In a recent breast cancer study, microarray expression experiments were conducted for 295 primary invasive breast carcinoma samples (Chang et al. 2005; van de Vijver et al. 2002). Raw array data and patient clinical outcomes for 244 of these samples are available on-line and are used in this paper.

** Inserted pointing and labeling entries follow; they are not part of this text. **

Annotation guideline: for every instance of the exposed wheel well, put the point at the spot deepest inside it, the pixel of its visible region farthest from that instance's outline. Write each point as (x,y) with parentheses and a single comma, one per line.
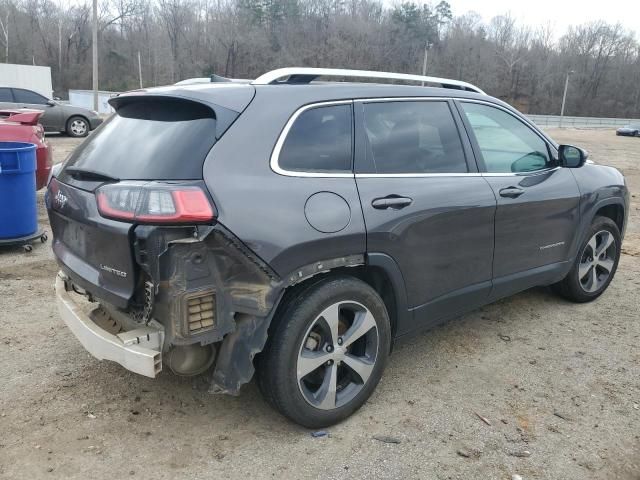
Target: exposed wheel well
(615,212)
(66,125)
(375,277)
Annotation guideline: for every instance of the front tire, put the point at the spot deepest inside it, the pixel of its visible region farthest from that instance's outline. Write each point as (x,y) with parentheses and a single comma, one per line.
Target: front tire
(595,265)
(326,352)
(78,127)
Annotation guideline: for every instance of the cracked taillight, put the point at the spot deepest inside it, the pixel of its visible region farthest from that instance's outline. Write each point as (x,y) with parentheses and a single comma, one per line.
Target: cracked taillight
(154,203)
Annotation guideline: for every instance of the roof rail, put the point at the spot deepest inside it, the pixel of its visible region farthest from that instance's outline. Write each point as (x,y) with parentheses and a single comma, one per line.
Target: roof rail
(307,75)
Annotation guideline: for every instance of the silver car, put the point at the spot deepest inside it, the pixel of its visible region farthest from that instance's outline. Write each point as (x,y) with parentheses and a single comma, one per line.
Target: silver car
(74,121)
(629,130)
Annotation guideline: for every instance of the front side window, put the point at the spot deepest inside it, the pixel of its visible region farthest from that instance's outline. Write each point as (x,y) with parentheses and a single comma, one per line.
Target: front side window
(507,145)
(413,137)
(320,140)
(27,96)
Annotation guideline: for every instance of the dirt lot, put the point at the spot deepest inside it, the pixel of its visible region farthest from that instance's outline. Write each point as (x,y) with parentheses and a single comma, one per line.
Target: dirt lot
(559,384)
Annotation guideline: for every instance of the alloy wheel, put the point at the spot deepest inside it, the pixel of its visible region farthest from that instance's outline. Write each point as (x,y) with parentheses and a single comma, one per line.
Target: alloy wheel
(597,261)
(78,127)
(337,355)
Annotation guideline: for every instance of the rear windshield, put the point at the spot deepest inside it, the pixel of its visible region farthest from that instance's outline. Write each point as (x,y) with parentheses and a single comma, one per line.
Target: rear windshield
(155,139)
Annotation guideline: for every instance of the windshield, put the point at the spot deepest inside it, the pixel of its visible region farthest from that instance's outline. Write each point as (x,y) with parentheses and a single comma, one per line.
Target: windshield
(166,139)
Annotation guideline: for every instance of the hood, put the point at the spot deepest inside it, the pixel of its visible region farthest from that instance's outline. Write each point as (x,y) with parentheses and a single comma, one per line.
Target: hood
(24,116)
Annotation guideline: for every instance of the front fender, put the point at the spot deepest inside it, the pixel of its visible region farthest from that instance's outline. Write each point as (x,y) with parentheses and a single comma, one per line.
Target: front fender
(600,186)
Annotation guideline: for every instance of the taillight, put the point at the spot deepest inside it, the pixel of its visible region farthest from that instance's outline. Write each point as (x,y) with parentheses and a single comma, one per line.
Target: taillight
(154,203)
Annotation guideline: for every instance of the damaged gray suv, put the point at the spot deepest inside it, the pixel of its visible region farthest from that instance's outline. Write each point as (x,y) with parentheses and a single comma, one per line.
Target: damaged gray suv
(297,228)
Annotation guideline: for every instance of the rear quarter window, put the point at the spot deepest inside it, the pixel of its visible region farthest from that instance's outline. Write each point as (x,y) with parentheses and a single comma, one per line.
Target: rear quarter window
(320,140)
(150,140)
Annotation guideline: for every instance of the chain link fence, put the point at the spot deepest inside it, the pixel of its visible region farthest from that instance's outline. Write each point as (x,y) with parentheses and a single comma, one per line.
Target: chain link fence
(581,122)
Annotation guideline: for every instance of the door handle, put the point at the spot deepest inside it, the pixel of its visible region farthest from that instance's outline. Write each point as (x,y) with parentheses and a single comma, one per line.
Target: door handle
(391,201)
(511,192)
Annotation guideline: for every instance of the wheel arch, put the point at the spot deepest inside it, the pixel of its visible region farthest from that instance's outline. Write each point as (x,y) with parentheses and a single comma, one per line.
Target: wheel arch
(76,115)
(380,272)
(614,209)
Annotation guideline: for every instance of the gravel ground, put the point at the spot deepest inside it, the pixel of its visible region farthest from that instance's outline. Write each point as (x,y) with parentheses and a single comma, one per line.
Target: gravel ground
(558,385)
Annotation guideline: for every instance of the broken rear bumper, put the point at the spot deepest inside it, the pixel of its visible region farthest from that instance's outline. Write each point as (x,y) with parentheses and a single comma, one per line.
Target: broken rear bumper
(138,350)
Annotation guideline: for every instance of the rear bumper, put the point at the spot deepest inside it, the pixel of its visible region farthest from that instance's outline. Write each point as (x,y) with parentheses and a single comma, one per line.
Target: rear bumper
(138,350)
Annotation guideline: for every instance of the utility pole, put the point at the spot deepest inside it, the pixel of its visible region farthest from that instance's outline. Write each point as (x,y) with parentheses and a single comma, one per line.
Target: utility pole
(60,46)
(424,62)
(95,55)
(564,96)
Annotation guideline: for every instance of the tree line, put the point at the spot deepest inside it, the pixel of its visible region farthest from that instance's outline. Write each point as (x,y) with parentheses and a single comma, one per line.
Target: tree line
(177,39)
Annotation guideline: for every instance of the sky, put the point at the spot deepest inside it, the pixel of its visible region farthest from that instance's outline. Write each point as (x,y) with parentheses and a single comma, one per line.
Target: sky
(558,13)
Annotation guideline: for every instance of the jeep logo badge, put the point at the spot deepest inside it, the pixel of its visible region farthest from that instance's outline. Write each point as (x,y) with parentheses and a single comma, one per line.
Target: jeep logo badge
(114,271)
(60,200)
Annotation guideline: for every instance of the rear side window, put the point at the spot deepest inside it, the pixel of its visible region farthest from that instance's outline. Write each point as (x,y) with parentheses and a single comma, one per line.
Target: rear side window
(320,140)
(413,137)
(27,96)
(5,95)
(150,140)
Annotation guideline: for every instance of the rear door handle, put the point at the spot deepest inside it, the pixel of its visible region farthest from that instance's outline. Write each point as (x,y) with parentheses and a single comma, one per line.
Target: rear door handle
(391,201)
(511,192)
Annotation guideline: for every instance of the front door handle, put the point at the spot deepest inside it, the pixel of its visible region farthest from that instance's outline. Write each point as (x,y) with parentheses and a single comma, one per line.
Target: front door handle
(391,201)
(511,192)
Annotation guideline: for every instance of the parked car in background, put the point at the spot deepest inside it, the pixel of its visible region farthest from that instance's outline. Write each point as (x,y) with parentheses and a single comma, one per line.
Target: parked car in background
(629,130)
(22,125)
(74,121)
(300,228)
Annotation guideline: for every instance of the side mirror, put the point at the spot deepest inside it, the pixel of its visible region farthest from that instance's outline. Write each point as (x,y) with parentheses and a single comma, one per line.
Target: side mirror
(571,157)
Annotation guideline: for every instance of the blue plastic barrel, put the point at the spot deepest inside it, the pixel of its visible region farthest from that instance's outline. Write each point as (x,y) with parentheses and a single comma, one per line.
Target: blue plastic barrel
(18,207)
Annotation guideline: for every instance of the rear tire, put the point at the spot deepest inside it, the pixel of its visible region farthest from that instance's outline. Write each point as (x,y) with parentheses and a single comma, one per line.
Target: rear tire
(78,127)
(595,265)
(326,352)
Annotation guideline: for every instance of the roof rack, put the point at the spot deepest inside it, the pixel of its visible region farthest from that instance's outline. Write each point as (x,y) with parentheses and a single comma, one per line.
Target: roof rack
(295,75)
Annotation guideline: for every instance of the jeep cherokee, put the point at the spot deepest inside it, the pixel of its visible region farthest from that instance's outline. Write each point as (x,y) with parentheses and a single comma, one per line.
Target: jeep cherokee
(299,228)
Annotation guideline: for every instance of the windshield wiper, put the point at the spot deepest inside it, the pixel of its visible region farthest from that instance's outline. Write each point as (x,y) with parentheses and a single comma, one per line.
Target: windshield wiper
(86,174)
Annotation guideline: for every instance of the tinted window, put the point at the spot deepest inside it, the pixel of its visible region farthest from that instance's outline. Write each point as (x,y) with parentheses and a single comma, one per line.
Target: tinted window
(413,137)
(27,96)
(506,143)
(5,95)
(150,140)
(319,140)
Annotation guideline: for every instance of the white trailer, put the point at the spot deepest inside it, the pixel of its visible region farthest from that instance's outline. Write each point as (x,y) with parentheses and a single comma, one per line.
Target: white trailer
(31,77)
(84,99)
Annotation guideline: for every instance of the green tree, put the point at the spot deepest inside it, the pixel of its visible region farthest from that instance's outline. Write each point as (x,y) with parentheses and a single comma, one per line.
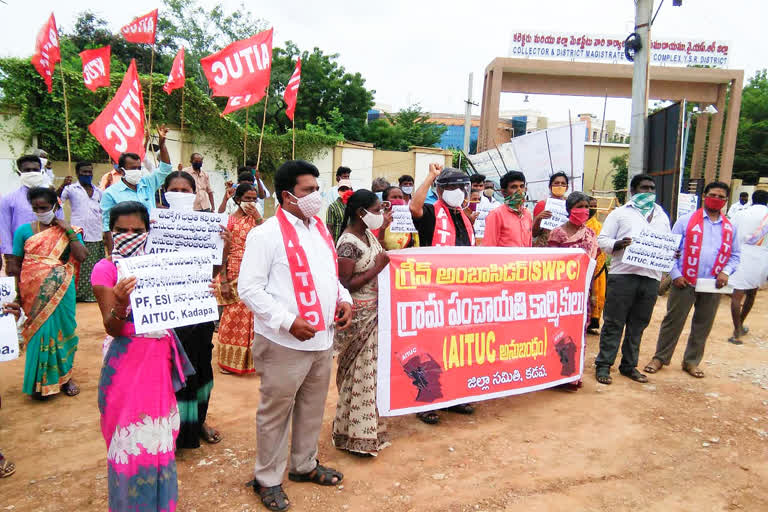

Data can be downloaded at http://microarray-pubs.stanford.edu/wound_NKI/explore.html. To globally characterize the association among thousands of mRNA expression levels in this group of patients, we apply the space method on this data set as follows. First, for each expression array, we perform the global normalization by centering the mean to zero and scaling the median absolute deviation to one. Then we focus on a subset of p = 1217 genes/clones whose expression levels are significantly associated with tumor progression (p-values from univariate Cox models < 0.0008, corresponding FDR = 0.01). We estimate the partial correlation matrix of these 1217 genes with space.dew for a series of λ values. The degree distribution of the inferred network is heavily skewed to the right. Specifically, when 629 edges are detected, 598 out of the 1217 genes do not connect to any other genes, while five genes have degrees of at least 10. The power-law parameter of this degree distribution is α = 2.56 , which is consistent with the findings in the literature for GRNs (Newman 2003). The topology of the inferred network is shown in Figure 5(a), which supports the statement that genetic pathways consist of many genes with few interactions and a few hub genes with many interactions.

Figure 5.

Results for the breast cancer expression data set.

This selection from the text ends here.